Branding AEGEE in Brussels

The AEGEEan is starting a new section – News from the Past! Now on regular basis we will introduce you to interesting articles from previous annual reports (“Key to Europe“). First article in this series goes back to 2002!


Original article

Communication: from strategy to implementation
Branding AEGEE in Brussels (April 1997- May 1999)


Background and Challenge

For AEGEE-Europe, Brussels was a relatively new field, as the Head Office had been located in Delft until 1996. Setting up an office and managing to develop the right contacts had taken quite some time and it was necessary to prioritize the “outward face of AEGEE.”

At that time, I was a member of the elected European board called Comité Directeur. There were many strong points which I was able to use in my communication, such as the solid network that AEGEE represented, the fact that AEGEE covers all topics (interdisciplinary), it does not have a national level (as the future of the EU could have been seen in that moment) and the history AEGEE had in the development of Erasmus. From this it was clear that AEGEE should have a strong voice in the European market in Brussels in the field of education and it was my job to make all this known.

My first task was to map out the different target groups within Brussels, such as the media (especially European media), the European Institutions (European Commission, European Parliament, Committee of the Regions, Permanent representations) and the NGOs (ESIB, ESN, European Youth Forum). I started with updating the current contact, such as with DGXXII, with whom a very good connection already existed. From this I created a new database, which was kept up-to-date on a daily basis.

Further more, I needed to know how the Network wanted to be represented. In order to “brand” AEGEE, I needed to know exactly what I was trying to “brand” and for this I needed the feedback from the Network. The result was a questionnaire, to which many locals responded. The main conclusion was rather surprising to me: most locals had problems with presenting their results externally, mainly because they did not feel that they were a part of a big association.

The next step was sending out press releases to journalists about the activities of AEGEE. I also arranged press conferences in the office of AEGEE-Europe to get media attention. A very important point in this was the permanent contact I had with the “Anciens of AEGEE” in Brussels. Most of them were working in European Affairs and were able to help AEGEE in developing its contacts. Lobbying with journalists for European media, such as the European Voice, Agence Europe, Uniting Europe, Europolitique, BBC and La Libre Belgique, was crucial for the media coverage of AEGEE’s activities. We presented the results of projects such as Europe and Euro and set up new projects, such as Socrates Action Day, and the first conference in the European Parliament (March ’99).

The feedback of the Network to these projects was very important in order to create the correct angle for communication.

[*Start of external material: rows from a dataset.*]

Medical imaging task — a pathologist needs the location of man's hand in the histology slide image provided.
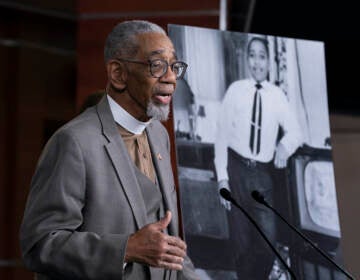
[218,180,231,211]
[274,143,289,168]
[125,211,186,270]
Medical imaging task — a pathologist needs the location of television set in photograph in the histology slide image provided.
[294,149,341,238]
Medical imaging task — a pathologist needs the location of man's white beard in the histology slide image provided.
[146,100,170,121]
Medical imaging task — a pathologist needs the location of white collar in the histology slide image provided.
[107,94,151,134]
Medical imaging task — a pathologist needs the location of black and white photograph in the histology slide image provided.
[168,25,346,280]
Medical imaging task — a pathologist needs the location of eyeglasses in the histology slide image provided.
[116,58,188,80]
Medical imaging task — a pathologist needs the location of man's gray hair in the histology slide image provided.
[104,20,166,62]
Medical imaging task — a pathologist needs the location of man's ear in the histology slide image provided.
[106,60,128,92]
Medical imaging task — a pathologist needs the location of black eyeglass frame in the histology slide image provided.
[115,57,188,80]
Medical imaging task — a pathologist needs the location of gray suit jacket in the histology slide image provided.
[20,98,197,280]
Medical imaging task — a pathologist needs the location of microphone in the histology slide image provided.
[220,188,296,280]
[251,190,354,280]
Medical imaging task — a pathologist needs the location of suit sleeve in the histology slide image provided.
[20,132,128,279]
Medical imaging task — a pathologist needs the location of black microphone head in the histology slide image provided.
[220,188,231,201]
[251,190,266,204]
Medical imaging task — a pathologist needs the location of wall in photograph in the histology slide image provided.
[169,25,345,280]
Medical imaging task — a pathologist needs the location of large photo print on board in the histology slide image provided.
[169,25,345,280]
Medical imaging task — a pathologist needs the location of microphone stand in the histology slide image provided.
[220,188,296,280]
[251,191,354,280]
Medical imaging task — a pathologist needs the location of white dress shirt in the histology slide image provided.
[215,79,302,181]
[106,95,151,134]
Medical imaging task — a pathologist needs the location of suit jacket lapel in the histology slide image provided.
[97,96,146,229]
[146,124,178,235]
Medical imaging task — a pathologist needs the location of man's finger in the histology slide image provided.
[165,235,186,251]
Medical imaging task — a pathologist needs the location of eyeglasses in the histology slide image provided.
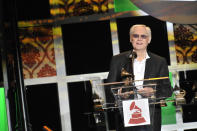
[132,34,148,39]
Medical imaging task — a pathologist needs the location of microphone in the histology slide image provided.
[131,50,137,80]
[131,51,137,60]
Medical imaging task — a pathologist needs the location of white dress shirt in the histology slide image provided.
[133,53,150,89]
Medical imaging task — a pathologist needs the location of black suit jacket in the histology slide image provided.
[106,51,172,131]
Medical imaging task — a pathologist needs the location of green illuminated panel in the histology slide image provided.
[0,88,8,131]
[114,0,139,12]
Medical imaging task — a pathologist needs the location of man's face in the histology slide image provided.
[130,26,150,51]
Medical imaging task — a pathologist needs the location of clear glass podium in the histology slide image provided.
[91,78,172,131]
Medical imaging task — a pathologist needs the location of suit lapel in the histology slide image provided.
[144,57,152,79]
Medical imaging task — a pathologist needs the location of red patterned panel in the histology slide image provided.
[174,24,197,64]
[19,27,56,79]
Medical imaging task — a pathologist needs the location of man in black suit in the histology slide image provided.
[106,25,172,131]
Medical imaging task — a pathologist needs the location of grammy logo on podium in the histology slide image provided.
[123,99,150,127]
[129,101,146,124]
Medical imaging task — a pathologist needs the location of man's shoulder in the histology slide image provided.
[113,51,131,58]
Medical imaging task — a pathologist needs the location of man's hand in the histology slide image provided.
[138,87,155,97]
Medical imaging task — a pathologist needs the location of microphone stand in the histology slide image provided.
[130,51,138,99]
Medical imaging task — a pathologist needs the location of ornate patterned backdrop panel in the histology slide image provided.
[174,24,197,64]
[50,0,109,17]
[19,26,56,79]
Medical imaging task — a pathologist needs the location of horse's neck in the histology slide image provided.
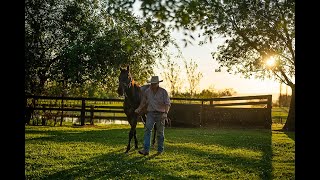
[140,84,150,92]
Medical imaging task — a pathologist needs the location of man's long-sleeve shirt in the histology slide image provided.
[139,87,171,113]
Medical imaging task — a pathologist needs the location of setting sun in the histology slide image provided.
[266,57,276,67]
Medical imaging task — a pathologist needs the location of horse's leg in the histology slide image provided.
[152,123,157,148]
[125,118,136,153]
[133,118,138,149]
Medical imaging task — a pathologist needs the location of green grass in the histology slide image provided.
[25,124,295,180]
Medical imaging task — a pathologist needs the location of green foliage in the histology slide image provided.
[107,0,296,130]
[184,59,203,97]
[25,0,171,95]
[25,124,295,179]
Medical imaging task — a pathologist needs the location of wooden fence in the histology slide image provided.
[26,95,272,128]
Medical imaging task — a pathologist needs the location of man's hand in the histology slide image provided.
[162,113,168,119]
[134,108,140,114]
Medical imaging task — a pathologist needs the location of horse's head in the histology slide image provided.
[118,66,132,96]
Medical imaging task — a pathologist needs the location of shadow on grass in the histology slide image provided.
[25,128,272,179]
[39,150,185,179]
[166,129,272,179]
[25,128,143,146]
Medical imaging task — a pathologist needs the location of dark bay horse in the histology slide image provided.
[118,66,156,153]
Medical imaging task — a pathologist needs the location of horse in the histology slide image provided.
[117,66,156,153]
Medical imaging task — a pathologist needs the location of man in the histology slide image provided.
[135,76,171,155]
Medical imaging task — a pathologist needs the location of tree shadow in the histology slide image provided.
[37,149,184,179]
[25,128,143,146]
[26,128,272,179]
[166,128,272,179]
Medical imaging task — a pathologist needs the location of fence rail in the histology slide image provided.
[26,95,272,128]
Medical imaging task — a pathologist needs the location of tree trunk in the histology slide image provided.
[283,85,296,131]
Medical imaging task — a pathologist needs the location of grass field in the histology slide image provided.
[25,124,295,180]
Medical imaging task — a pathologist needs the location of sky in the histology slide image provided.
[131,1,291,101]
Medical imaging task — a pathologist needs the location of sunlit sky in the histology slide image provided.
[131,1,291,101]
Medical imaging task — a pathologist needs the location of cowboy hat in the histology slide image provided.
[148,76,163,83]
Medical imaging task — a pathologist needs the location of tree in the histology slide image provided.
[160,55,181,97]
[184,59,203,96]
[25,0,171,95]
[109,0,295,131]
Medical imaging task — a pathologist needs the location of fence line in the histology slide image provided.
[26,95,272,128]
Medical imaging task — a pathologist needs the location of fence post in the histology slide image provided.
[80,99,86,126]
[265,95,272,129]
[60,94,64,126]
[90,105,94,125]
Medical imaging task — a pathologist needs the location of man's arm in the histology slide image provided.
[164,90,171,114]
[134,90,147,114]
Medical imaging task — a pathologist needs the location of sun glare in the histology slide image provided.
[266,57,276,67]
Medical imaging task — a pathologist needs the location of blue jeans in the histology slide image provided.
[144,112,165,152]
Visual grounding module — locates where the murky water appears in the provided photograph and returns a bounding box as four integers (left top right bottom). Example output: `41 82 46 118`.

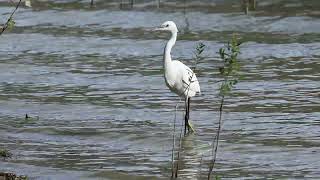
0 0 320 179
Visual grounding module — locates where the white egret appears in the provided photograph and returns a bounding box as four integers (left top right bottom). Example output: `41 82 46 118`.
155 21 200 133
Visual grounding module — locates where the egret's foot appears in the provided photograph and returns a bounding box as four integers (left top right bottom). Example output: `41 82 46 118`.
187 121 196 133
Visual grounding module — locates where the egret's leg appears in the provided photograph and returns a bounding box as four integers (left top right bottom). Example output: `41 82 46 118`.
186 98 195 132
184 100 189 135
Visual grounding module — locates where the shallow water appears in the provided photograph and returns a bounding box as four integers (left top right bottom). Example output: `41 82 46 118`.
0 0 320 179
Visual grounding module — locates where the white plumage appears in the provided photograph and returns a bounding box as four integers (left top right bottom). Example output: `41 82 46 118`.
156 21 200 132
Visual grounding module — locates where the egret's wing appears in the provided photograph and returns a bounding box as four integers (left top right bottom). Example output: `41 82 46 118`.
178 61 200 97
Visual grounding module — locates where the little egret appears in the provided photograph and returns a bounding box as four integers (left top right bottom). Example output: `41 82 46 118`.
155 21 200 134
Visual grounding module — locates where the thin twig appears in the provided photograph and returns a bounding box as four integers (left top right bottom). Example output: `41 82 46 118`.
0 0 21 35
208 96 224 180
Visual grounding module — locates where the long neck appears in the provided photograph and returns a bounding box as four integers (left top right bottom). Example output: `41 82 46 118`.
163 32 177 70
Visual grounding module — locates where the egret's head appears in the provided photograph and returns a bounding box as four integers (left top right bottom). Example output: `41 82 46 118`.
155 21 179 33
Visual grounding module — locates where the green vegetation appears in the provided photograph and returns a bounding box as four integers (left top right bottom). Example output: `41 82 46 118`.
208 35 241 180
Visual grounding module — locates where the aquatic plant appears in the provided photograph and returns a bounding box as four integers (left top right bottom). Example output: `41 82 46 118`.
208 35 241 180
0 0 21 35
0 149 12 160
0 172 29 180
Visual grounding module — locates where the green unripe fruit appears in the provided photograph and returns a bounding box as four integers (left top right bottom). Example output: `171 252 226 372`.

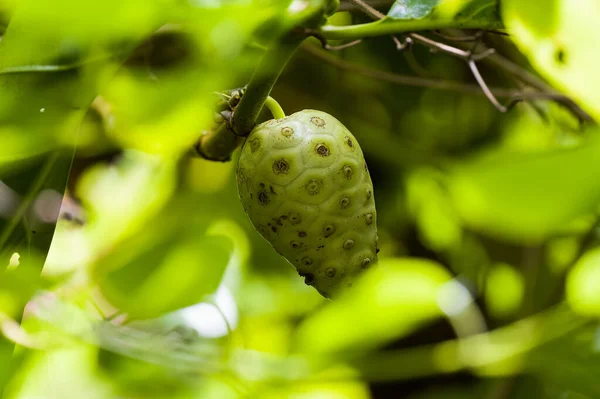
237 110 378 297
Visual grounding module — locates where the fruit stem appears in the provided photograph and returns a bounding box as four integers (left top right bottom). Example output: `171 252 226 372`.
231 30 306 136
265 96 285 119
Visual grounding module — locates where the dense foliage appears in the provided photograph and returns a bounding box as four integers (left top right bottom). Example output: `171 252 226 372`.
0 0 600 399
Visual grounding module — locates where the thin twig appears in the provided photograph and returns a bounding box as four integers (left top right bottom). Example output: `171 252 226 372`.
328 0 594 122
301 44 580 102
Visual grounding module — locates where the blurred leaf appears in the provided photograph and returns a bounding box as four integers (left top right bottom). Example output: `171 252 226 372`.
297 258 451 355
3 345 114 399
98 233 232 318
450 135 600 242
527 323 600 399
260 367 371 399
388 0 500 21
77 151 176 257
566 248 600 317
0 0 168 161
406 170 462 251
502 0 600 118
388 0 438 19
485 264 525 319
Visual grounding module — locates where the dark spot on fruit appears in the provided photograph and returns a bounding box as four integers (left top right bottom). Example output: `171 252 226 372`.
315 143 330 157
273 158 290 175
250 137 260 154
298 272 315 285
323 224 335 237
310 116 325 127
304 179 323 195
340 196 350 209
342 165 352 180
290 213 302 224
258 190 271 206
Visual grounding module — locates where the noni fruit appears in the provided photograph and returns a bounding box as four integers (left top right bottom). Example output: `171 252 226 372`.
237 109 378 298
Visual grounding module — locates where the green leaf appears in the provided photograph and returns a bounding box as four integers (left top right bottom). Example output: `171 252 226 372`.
0 0 166 162
449 132 600 242
297 258 451 354
502 0 600 118
388 0 438 19
566 249 600 317
388 0 500 21
97 230 233 319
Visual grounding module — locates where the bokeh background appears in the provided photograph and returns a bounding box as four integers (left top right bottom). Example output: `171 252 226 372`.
0 0 600 399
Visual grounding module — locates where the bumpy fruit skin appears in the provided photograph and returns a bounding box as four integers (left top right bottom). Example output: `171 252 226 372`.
237 109 378 298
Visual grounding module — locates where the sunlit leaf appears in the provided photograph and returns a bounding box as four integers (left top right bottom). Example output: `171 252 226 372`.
297 258 450 354
566 249 600 317
388 0 500 21
502 0 600 117
98 231 232 318
450 134 600 242
485 264 525 319
0 0 168 161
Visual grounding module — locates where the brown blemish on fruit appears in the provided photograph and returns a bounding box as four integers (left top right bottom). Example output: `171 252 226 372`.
340 196 350 209
310 116 325 127
300 273 315 285
273 158 290 175
258 190 271 206
290 213 302 224
304 179 323 195
342 165 352 180
250 137 260 154
315 143 330 157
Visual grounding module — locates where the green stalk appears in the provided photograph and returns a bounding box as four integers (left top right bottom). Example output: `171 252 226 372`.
232 31 305 136
265 96 285 119
318 18 503 41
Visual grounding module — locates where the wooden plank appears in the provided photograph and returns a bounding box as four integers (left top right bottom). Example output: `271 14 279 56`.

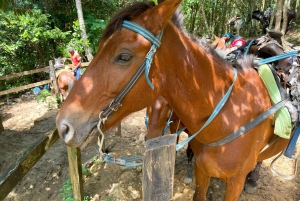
0 66 50 80
0 80 51 96
143 134 177 201
116 122 122 137
49 60 59 96
67 147 83 201
0 127 59 200
0 115 4 133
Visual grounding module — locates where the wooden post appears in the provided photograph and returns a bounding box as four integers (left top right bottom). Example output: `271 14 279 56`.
143 134 177 201
49 60 59 96
67 147 83 201
0 127 59 200
116 122 122 137
0 115 4 133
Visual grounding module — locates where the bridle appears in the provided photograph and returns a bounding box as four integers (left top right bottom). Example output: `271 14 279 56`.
97 20 163 153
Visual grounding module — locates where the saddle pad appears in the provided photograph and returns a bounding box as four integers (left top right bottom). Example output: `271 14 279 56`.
258 64 293 139
55 69 74 78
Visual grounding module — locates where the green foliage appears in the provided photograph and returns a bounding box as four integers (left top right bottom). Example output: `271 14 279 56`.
92 156 100 163
0 10 70 96
58 178 74 201
82 164 92 176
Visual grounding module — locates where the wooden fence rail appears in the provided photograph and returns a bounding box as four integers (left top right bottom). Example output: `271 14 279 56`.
0 61 89 201
0 61 177 201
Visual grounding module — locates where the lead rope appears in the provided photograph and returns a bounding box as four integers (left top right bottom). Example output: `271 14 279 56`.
97 20 163 167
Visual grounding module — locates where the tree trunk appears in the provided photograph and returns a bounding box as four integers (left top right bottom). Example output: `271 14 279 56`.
281 0 291 36
75 0 93 61
275 0 282 31
295 0 300 20
197 1 212 36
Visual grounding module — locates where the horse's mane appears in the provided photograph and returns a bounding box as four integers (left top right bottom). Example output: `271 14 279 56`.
101 2 184 40
101 2 253 70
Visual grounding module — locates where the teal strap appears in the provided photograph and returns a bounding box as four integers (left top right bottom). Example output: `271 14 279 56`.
123 20 163 89
258 50 298 65
244 40 255 56
176 68 237 151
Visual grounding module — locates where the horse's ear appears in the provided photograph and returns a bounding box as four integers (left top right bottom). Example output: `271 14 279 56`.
146 0 182 32
214 35 220 40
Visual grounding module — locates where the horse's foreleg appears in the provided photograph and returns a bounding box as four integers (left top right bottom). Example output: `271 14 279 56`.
193 162 210 201
245 162 262 194
183 144 194 184
224 174 245 201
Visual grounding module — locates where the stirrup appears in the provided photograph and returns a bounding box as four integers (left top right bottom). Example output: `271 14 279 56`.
270 151 299 180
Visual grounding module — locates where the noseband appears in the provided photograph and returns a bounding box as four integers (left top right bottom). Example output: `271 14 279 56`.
97 20 163 130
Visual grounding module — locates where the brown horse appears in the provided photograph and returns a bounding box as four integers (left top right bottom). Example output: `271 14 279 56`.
56 0 289 201
57 70 76 100
211 35 227 51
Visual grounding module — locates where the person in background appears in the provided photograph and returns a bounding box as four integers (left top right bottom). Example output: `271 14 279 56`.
64 47 81 80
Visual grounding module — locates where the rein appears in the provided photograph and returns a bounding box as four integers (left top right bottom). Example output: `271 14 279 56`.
97 20 163 167
99 20 163 129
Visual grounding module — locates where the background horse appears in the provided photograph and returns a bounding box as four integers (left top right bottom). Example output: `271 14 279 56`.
228 16 245 35
252 9 297 34
54 58 76 101
56 0 296 201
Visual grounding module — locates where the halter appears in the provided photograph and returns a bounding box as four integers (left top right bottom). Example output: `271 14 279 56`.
97 20 163 167
99 20 163 130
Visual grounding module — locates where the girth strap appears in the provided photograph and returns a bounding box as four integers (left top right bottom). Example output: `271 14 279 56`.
204 99 287 147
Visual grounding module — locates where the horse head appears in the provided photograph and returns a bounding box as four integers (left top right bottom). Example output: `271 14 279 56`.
57 0 181 148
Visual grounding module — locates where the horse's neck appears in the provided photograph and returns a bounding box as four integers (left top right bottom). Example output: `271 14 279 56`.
161 29 233 132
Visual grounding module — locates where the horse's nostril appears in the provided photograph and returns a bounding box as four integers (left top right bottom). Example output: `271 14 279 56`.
60 124 70 139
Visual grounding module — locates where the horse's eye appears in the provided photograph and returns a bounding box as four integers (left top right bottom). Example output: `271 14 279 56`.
117 53 132 62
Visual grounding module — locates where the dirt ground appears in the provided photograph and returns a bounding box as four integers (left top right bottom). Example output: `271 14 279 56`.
0 100 300 201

The new projects were based on the “voices from the Network” and the conference in the European Parliament was set up especially to give the locals who participated the feeling that they were part of a big network. However, more internal communication on the history of AEGEE was equally important.



In those two years I developed “the brand of AEGEE” in the European market of Brussels. And it paid off. The visibility of AEGEE in the European media increased enormously. In 1998 for example there was an article almost every week on AEGEE and its activities. Secondly, a large respect for AEGEE and its activities exists in the European Institutions and the NGOs. This was felt especially when a speaker was invited for a conference and many important figures were happy to come. But the financial support for AEGEE increased as well. The public institutions (European Commission) were open to give support to the activities of AEGEE. But for me the most important result was the change of mentality inside the Network of AEGEE. Member felt again that they were part of a big network; they were proud of the activities of AEGEE and felt appreciated in what they did.